Cache Oblivious Algorithms

Cache-Oblivious Algorithms

Cache-oblivious algorithms seemed incredible to me when I first heard about it in 6.854 (Advanced Algorithms). It’s relatively straightforward to imagine algorithms that utilizes information about page size $B$ and cache size $M$ to create efficient data structures. However, cache-oblivious algorithms are algorithms that achieve similar efficiencies without knowing $B$ or $M$. That means the same cache-oblivious algorithm can be run on computers with different cache or page sizes and still achieve the same asymptotic efficiency as one that is tailored to that specific cache. The key to many of these algorithms is a recursive, fractal-like idea. I’ll describe a cache-oblivious algorithm for searching in a list of integers.

What’s a cache? - The External Memory Model

Here’s the set up. (TLDR at bottom) A program executes on the processor, but the input data resides on the disk. We can think of a disk as a really long linear array of data, but accessing it is really expensive. So, we instead invent this notion of a cache - a layer of memory of $M$ bits that is much smaller, but a lot faster to read/write to. For performance reasons, we will divide the disk and cache into blocks of $B$ bits, called pages, and we will transfer data between cache and disk a page at a time.

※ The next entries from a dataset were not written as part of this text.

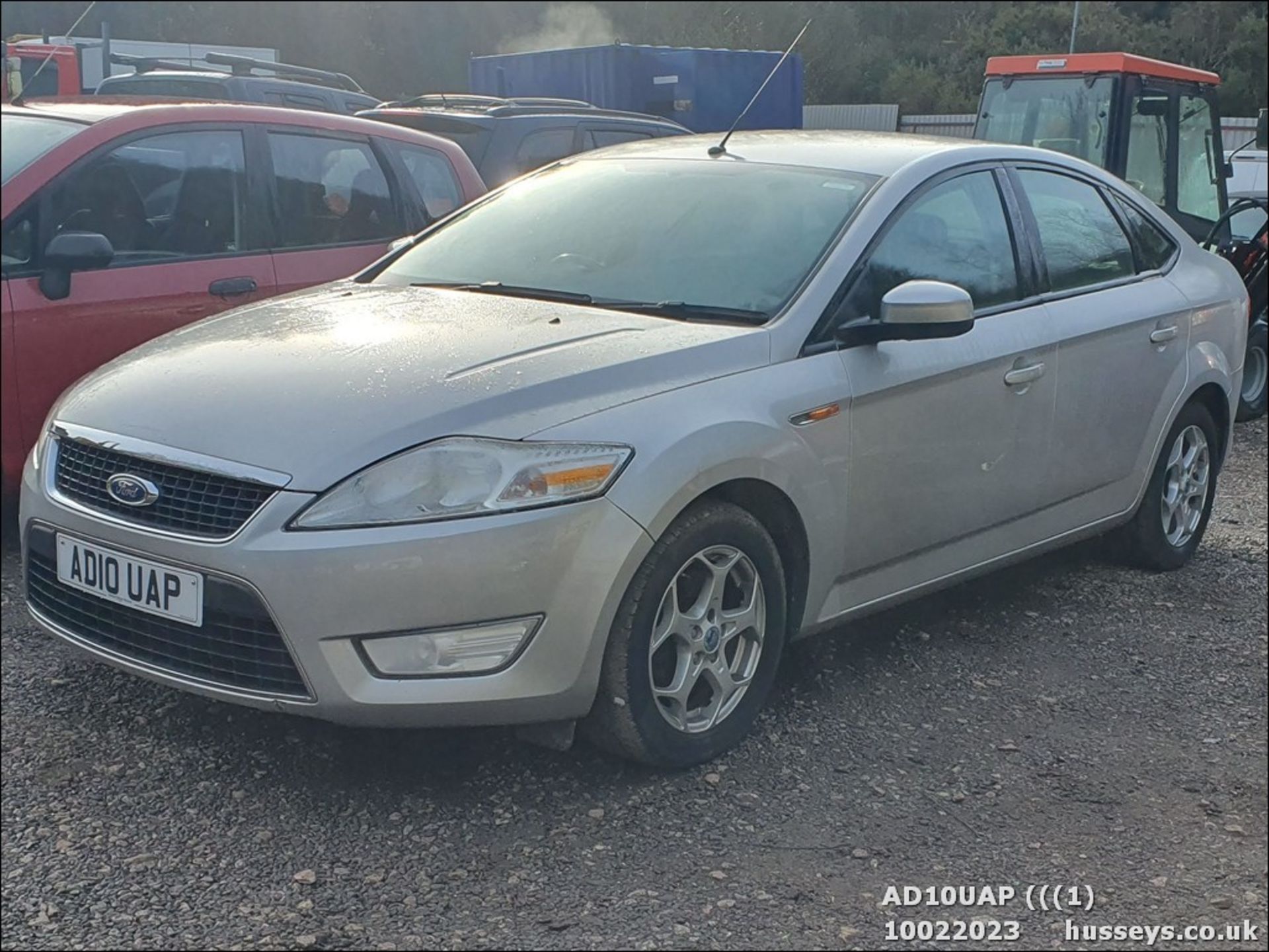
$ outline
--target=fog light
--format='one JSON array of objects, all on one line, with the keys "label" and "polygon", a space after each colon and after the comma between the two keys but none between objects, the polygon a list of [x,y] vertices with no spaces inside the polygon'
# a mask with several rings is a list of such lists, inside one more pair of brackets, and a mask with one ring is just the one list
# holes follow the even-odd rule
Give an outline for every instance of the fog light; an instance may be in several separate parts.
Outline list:
[{"label": "fog light", "polygon": [[466,627],[377,635],[360,640],[377,674],[429,677],[483,674],[506,667],[537,629],[541,617],[491,621]]}]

This cache sits between the processor and the disk, and the processor will never directly read or write to the disk. When the processor wants to read a piece of data that is not on the cache (this is called a cache miss), it will trigger some mechanism that copies the relevant page from the disk to the cache first, evicting another page if the cache is full, and then read from the cache.

How might this help? Well, trivially, if the entire set of data that the program needs fits in the cache, conceivably the processor could have fetched it all in the cache, paid the one-off cost, and then for the rest of the program the processor will never have to pay the expensive cost of reading from disk. Of course most programs require more data than that, and so we want to design algorithms that minimize cache misses.

Cache management

However, the way computers are set up restricts the tools we have to achieve this. Programs executing on the processor have no explicit control over the cache. Instead, conceptually, programs continue to send read and write requests to the disk as though there is no cache. The processor intercepts these requests, and performs the necessary cache operations to serve the information. In other words, the cache is transparent to programs. Thus, the task of reducing cache misses decomposes into two orthogonal components: writing efficient algorithms by cleverly ordering or specifying memory accesses, and efficient cache management.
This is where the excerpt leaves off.